Contributers: Siddharth Venkatesan, Nick Adams, David Zhang, and Spencer Vagg
This program generates music depending on the genre desired by using a Vanilla RNN. There are three RNN layers, two Fully Connected layers, and a Softmax Activation function at the end. To train the model, you can run the command
python MusicRNN.py genre_of_music num_epochs
The three genres to choose from are title_screen, battle, and piano. Each epoch the model's weights are saved, so training can stop at any point, and songs will still be able to be generated. To then generate a new song using these trained weights, you can run the command
python Generate.py genre_of_music num_notes_to_generate
- Download .mid/.midi files and use the convert_to_npy.py script to convert them into simple numpy arrays
- Create a data directory containing 3 subdirectories: title, battle, piano. Place .npy files in their proper location.
- Confirm you have the Python packages PyTorch, music21, and mido installed.
- Run
music.py
. Make sure it is at the same level as the data/ directory.

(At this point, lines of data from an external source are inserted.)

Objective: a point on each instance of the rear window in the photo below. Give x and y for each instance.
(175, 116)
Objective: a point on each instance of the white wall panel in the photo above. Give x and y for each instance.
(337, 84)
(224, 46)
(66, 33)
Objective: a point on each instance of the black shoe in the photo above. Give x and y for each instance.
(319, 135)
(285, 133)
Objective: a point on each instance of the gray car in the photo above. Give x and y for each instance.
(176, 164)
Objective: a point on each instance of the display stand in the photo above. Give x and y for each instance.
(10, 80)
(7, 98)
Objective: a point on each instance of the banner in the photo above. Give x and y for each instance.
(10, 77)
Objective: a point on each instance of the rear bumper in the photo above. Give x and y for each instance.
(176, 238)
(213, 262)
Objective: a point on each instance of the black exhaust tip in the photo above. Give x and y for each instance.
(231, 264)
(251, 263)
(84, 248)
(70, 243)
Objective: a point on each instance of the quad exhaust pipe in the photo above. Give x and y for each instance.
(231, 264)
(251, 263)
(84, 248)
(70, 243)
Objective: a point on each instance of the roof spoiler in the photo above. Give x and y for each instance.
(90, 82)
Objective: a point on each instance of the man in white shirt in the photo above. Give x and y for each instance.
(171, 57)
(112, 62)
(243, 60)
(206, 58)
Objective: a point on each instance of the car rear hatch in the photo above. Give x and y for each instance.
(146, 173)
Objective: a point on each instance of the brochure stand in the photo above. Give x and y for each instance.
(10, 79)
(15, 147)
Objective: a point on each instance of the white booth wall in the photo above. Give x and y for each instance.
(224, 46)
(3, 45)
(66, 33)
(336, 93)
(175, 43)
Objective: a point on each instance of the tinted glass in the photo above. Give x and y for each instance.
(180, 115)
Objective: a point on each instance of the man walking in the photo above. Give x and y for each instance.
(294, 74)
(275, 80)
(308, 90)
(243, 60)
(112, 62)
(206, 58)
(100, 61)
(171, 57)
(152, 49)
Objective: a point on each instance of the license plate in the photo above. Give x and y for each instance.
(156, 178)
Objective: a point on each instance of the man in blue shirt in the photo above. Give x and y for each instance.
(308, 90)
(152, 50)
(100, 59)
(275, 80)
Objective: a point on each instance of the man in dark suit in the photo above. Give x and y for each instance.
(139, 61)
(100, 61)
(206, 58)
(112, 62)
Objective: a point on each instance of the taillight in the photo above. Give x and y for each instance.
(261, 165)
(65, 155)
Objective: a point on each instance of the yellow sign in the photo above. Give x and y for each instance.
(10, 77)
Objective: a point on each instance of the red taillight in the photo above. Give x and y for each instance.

- Download and install Anaconda. We use anaconda as our environment manager
- Assuming you are on a linux machine, you can download and set up the magenta environmnet using
curl https://raw.githubusercontent.com/tensorflow/magenta/master/magenta/tools/magenta-install.sh > /tmp/magenta-install.sh
bash /tmp/magenta-install.sh
- Open a new terminal window so that the changes take effect
- Run 'source activate magenta' to enter the magenta environment
- Change the BASE_DIRECTORY in vae_train.sh to your base directory
- Run the vae_train.sh script to start the process of data formatting, training, and sample generation
- Download MuseGAN from https://github.com/salu133445/musegan.
- Run gen_train.py to preprocess the MIDI files and save them into an npz file, which stores the data as a sparse matrix.
- Create an experiment in museGAN. Set the training data name and other parameters. (See the documentation of MuseGAN.)
- Train the network and obtain generated music.
- Run play_npz.sh to post-process the musical phrases and convert them into a single MIDI file.